Entkopplungsmodule dienen als Werkstückzwischenlager und haben die Aufgabe, Arbeitsprozesse voneinander zu entkoppeln bzw. Bereiche mit unterschiedlichen Fertigungsverfahren zu koppeln. Häufig trennen sie Bereiche mit Lagerfertigung von Bereichen mit Sequenzmontage. Darüber hinaus finden sie als zentrales Logistikelement in der Komponentenfertigung Verwendung.

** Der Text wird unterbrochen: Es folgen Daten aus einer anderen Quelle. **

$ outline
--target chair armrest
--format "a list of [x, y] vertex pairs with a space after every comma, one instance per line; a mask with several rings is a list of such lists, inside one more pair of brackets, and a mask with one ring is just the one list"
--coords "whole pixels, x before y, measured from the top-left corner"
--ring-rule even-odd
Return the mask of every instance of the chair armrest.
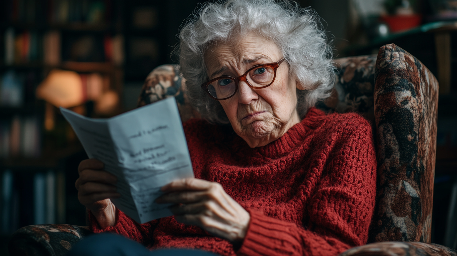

Eingangsseitig werden Werkstücke einer vorangestellten Fertigung übernommen, identifiziert und typabhängig eingelagert. Ausgangsseitig werden Aufträge (angestoßen von einem übergeordneten Rechnersystem) an periphere Einrichtungen (Roboter, Bänder, Shuttle, etc.) übergeben. Dabei kann der Ein- bzw. Auslauf aus einer oder mehreren Stationen bestehen.

Vorteile:

  • geringer Platzbedarf
  • zentraler Speicherort
  • hohe Redundanz
  • Kundennähe

Die Anlagen sind charakterisiert durch die Individualität von Taktzeiten, Speicherkapazitäten, Gewicht und Bauteilgeometrien. Vollautomatische Endkopplungsmodule von AuE werden im Bereich der Zylinderkopf- und Kurbelgehäusefertigung bei BMW, der Getriebe- und Achsfertigung bei Daimler, der Kurbelwellenfertigung bei Feuer Powertrain, der Zylinderkopffertigung bei VW Chemnitz und der Nockenwellenfertigung bei VW Salzgitter eingesetzt.